We could easily afford to let information be replicated and distributed freely, except for this problem that it doesn’t fit neatly in the mechanisms of capitalism because we would stop rewarding first discovery.
So what did we do, did we come up with a new system that rewards first discovery but still allows information to flow freely?
No. We invented made up concepts like parents, copyrights, IP law, DRM, technological walled gardens, etc. and spend billions of dollars a year on them, all to create artificial scarcity just to hamfistedly mash an information economy into the rules of a material economy.
Hackattack242@ani.social 9 months ago
Okay give me this mythical system that rewards first discovery without those ‘made up concepts’
(By the way whatever you type next is a made up concept by your own definition just so we’re clear)
masterspace@lemmy.ca 9 months ago
The point about made up concepts is to point out that there is nothing fundamental, foundational, or intrinsic about IP law. It’s just an arbitrary system that we made up that we can replace with a different arbitrary system.
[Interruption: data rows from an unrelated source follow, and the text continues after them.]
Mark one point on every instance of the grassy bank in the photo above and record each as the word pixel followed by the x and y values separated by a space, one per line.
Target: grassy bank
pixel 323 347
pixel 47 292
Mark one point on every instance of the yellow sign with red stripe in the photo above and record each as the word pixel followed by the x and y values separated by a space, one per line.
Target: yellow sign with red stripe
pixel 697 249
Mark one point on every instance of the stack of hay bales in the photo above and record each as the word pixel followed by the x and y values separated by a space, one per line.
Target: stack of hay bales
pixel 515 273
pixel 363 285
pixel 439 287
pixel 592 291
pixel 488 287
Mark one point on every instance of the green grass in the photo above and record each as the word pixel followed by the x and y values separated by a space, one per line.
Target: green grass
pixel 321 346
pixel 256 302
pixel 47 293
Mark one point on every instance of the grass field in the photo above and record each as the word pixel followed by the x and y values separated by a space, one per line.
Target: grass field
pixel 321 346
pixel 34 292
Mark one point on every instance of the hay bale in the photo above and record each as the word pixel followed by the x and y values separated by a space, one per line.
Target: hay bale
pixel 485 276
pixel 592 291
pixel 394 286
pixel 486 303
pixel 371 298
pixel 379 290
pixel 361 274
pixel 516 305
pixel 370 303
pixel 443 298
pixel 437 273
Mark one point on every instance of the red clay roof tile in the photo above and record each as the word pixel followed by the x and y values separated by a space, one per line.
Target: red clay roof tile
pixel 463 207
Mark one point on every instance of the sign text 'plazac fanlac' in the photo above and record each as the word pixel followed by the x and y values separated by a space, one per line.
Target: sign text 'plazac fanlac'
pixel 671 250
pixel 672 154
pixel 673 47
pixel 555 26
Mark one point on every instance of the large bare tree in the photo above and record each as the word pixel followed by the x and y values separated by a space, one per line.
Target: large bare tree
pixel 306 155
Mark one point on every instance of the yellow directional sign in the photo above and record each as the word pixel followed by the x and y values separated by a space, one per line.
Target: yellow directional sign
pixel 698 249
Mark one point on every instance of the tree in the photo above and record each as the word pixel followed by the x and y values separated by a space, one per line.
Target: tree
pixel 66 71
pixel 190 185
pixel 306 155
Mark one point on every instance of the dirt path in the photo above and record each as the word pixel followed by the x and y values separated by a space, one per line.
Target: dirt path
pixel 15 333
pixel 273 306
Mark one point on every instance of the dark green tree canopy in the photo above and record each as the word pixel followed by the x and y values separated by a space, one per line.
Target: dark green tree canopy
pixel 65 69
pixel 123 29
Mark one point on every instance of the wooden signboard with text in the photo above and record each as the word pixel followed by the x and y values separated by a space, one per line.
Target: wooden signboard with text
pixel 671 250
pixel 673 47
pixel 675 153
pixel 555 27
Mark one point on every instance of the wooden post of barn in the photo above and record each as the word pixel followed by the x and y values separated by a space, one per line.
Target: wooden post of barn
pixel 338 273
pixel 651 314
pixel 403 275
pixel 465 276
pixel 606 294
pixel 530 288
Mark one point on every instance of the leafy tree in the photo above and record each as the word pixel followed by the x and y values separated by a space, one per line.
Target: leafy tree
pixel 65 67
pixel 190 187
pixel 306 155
It’s really not hard to imagine a system where a certain portion of the government budget is devoted to rewarding artists and inventors and then the number of streams / downloads / units sold / etc means that they get rewards from that pool of money. We spend billions on creating systems of artificial scarcity, you put all those people and all that money to work and you can come up with a feasible system that catches most edge cases.
Hackattack242@ani.social 9 months ago
So here’s the problem with that idea: it means that you would need to keep the entire IP system operating and add more layers on top of it. For example, you would still need to file patents, it is just that the way that it is monetized by the creator would change.
This means that you still need the same amount of money to keep doing what we’ve been doing, then you need more money because if things like pixiv uploads are eligible you need way more people to track way more things.
Then you have to actually assess performance of a given thing, be it number of streams / downloads / units sold / etc, meaning that we have to basically track everything happening in the entire economy as well as the entire internet.
Sounds like a bureaucratic black hole to me, but I will grant you that if it was feasible it would probably lead to more innovation.